= Judge Jackson =

American songwriter

Judge J. Jackson (March 12, 1883, Montgomery County, Alabama - April 7, 1958, Ozark, Alabama) was an American Sacred Harp composer, songwriter, and educator. His 1934 publication The Colored Sacred Harp was later recognized by scholars such as Doris Dyen and New Grove writer Joe Dan Boyd as an important document of early twentieth-century shape note singing practice.

Jackson was raised in a family of sharecroppers and obtained little formal education as a child. When he was sixteen years old, he left home and took work as a farmhand in Dale County, Alabama, where he settled and eventually earned enough to become a farmer and landowner on his own. He took an interest in the Sacred Harp tradition around the time he moved to Dale County, but his new employer would not allow him to attend the local singing schools, so he learned the technique from his peers instead. He was baptized into Christianity in 1902 and also married that year, and in 1904 began composing lyrics to shape note songs. By the early 1920s, he had moved on to teaching and composing Sacred Harp music, in addition to organizing conventions for the music in the southeast United States.

In 1934, in the midst of the Great Depression, Jackson self-published a 77-song compilation titled The Colored Sacred Harp, which included 18 of his own compositions (17 both words and music, and one music only) and 24 pieces he altered or arranged.
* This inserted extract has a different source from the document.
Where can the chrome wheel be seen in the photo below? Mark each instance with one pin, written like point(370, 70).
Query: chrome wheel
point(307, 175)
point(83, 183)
Among the pieces in this collection is the Jackson composition "My Mother's Gone," which was eventually adopted into the Cooper revision in the late twentieth century. To finance the publication of The Colored Sacred Harp, Jackson and an associate, Bishop J.D. Walker, paid out of pocket to print 1,000 copies of the text; Jackson then sold the book door-to-door and via singing conventions and educational programs.